Les virus Influenza de type A remodèlent les membranes du réticulum endoplasmique et y mobilisent la GTPase RAB11A associée à une machinerie de synthèse de PI4P. A. Des cellules A549 ont été infectées ou non pendant 8 heures avec le virus A/WSN/33 (à une multiplicité d’infection de 5 PFU1/cellule), puis fixées et immunomarquées pour révéler les protéines cellulaires RTN3 (présente dans les tubules du réticulum endoplasmique et CLIMP63 (présente dans les feuillets du réticulum endoplasmique). Les noyaux ont été marqués par le DAPI (en bleu). Barre d’échelle : 10 µm. B. Des cellules A549, préalablement traitées avec un petit ARN interférent (small interfering RNA, siRNA) spécifique de RAB11A (siRAB11A) ou avec un siRNA témoin (Témoin), ont été infectées ou non pendant 8 heures avec la souche A/WSN/33 du virus influenza A, puis fixées et immunomarquées pour les protéines CLIMP63 et NP (nucléoprotéine virale, un composant majeur des complexes ribonucléoprotéiques viraux). Les noyaux ont été marqués par le DAPI (en bleu). Barre d’échelle : 10 µm.
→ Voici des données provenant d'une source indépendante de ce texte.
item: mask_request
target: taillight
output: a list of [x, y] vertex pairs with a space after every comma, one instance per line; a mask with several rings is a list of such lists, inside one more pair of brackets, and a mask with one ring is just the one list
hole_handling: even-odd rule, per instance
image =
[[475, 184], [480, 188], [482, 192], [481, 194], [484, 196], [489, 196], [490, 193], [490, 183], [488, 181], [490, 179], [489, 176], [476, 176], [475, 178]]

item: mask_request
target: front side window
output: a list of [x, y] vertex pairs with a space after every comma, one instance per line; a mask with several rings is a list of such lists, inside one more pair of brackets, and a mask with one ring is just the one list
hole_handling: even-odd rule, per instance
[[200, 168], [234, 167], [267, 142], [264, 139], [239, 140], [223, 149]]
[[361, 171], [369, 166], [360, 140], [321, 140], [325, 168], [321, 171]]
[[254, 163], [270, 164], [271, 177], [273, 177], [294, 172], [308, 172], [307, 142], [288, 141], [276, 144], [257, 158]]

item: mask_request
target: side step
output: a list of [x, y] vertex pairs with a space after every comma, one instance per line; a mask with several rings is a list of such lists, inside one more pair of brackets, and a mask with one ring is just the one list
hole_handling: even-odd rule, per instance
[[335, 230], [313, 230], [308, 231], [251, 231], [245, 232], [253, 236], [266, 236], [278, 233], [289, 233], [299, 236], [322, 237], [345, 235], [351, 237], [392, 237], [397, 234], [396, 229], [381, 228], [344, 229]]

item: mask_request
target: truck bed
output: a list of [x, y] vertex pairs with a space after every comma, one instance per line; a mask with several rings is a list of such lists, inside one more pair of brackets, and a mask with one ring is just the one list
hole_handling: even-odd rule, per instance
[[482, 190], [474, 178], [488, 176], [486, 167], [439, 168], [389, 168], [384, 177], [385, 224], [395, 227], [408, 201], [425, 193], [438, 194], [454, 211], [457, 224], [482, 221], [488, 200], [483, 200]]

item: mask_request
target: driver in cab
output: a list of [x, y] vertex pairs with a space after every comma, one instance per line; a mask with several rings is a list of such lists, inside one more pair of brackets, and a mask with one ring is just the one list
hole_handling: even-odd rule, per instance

Les intensités de fluorescence associées ont été mesurées le long de la ligne jaune à partir du cercle, et indiquent une association plus étroite entre les feuillets du réticulum endoplasmique (CLIMP63+) et les complexes ribonucléoprotéiques viraux (NP+) en absence de RAB11A. C. RAB11A a été fusionnée à une biotine ligase (TurboID), ce qui permet de biotinyler les protéines voisines dans un rayon d’environ 10 nm. D. Identification, par spectrométrie de masse, des protéines biotinylées dans des cellules A549 produisant la protéine de fusion TurboID-RAB11A, infectées ou non par le virus A/WSN/33. Le graphique indique que les protéines liées au métabolisme des phosphoinositides (PI) ne sont identifiées que dans les cellules infectées (R1-R4 indiquent 4 répétitions indépendantes de la même expérience). E. Le phosphatidylnositol-4-phosphate (PI4P) peut être synthétisé par plusieurs voies métaboliques impliquant la phosphorylation du phosphatidylinositol (PI) par les enzymes de type kinase PI4K (incluant FAM126A), ou la déphosphorylation du phosphatidylinositol-4,5-biphosphate (PI4,5P2) par l’enzyme phosphatase INPP5K (Figure adaptée de [8]).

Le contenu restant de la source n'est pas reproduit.